Amitabha Buddha is one of the Five Wisdom Buddhas. “Amida” is the Japanese form of the Sanskrit “Amita,” meaning “Immeasurable One.”
According to the Azumakagami, a chronicle describing the achievements of the Kamakura Shogunate from the late 12th century through the mid-13th century, construction of the Great Buddha began in 1252. It is also believed that the priest Joko gathered donations from the people to build it. However, much remains unclear about the specifics of the Great Buddha’s construction, and the artist has yet to be identified.
The Great Buddha was originally housed inside a temple. The hall was destroyed by a storm in 1334, was rebuilt, and was damaged by yet another storm in 1369, and was rebuilt yet again. The last building housing the statue was washed away in the tsunami of 20 September 1498, during the Muromachi period. Since then, the Great Buddha has stood in the open air.

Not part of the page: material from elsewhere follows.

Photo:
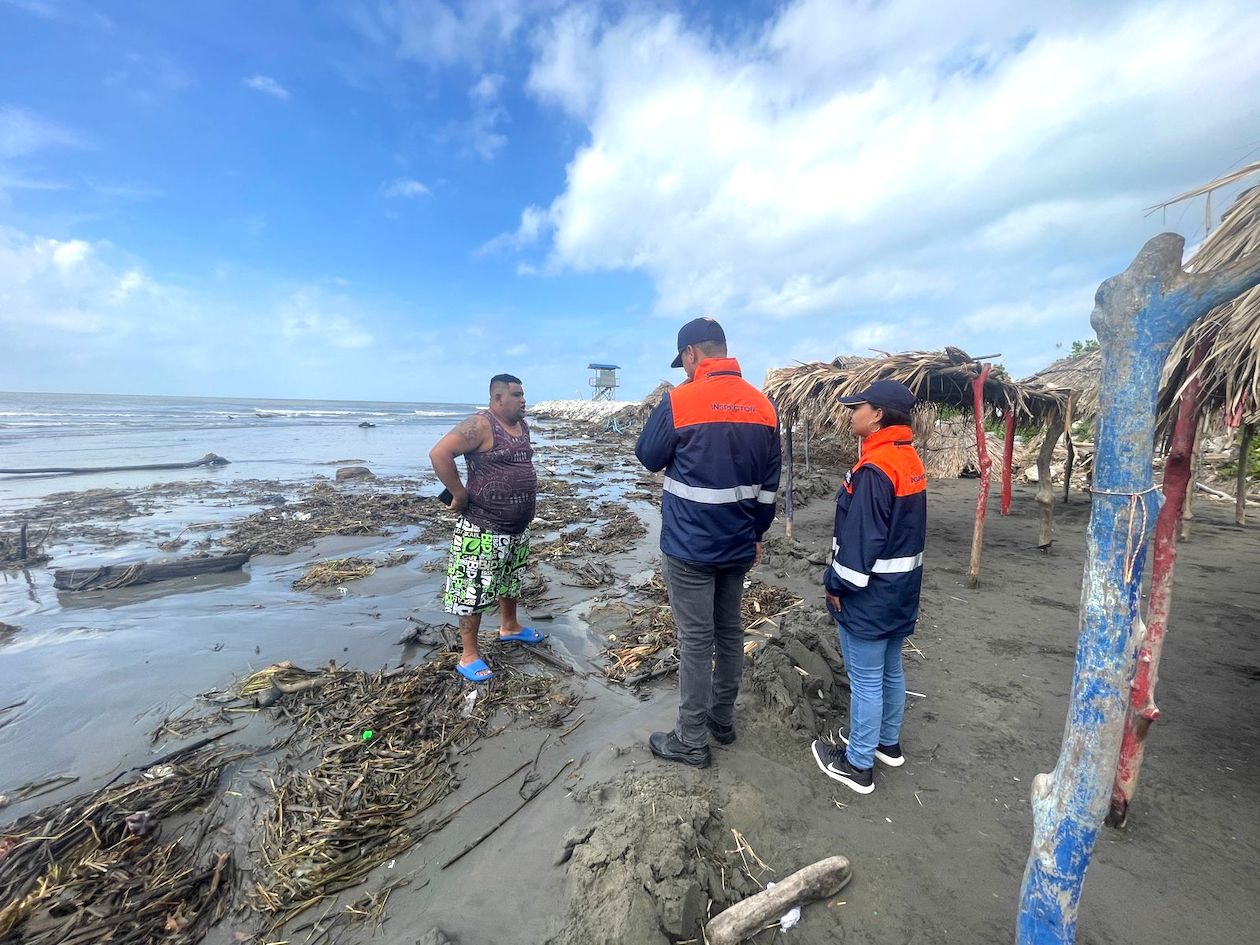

The exterior setting is perfect for the Great Buddha sitting in the lotus position with his hands facing palms up forming the Dhyani Mudra, the gesture of meditation.
Cast in bronze, the Great Buddha stands at 13.35 meters (43.8 ft) high and weighs 121 tonnes (133 US tons).
Length of Face: 2.35 meters (7 ft 9 in)
Length of Eye: 1.0 meter (3 ft 3 in)
Length of Mouth: 0.82 meters (2 ft 8 in)
Length of Ear: 1.90 meters (6 ft 3 in)
Length from knee to knee: 9.10 meters (29.9 ft)
Circumference of thumb: 0.85 meters (2 ft 9 in)
At one time, the statue was gilded. There are still traces of gold leaf near the statue’s ears.
Also, there were thirty-two bronze lotus petals at the base of the statue, but only four remain, and they are no longer in place.
The statue is hollow, and visitors can view the interior. Many visitors over the years have left graffiti on the inside of the statue.
The Great Buddha of Kamakura is the second largest bronze Buddha statue in Japan, surpassed only by the statue in Nara’s Todaiji Temple.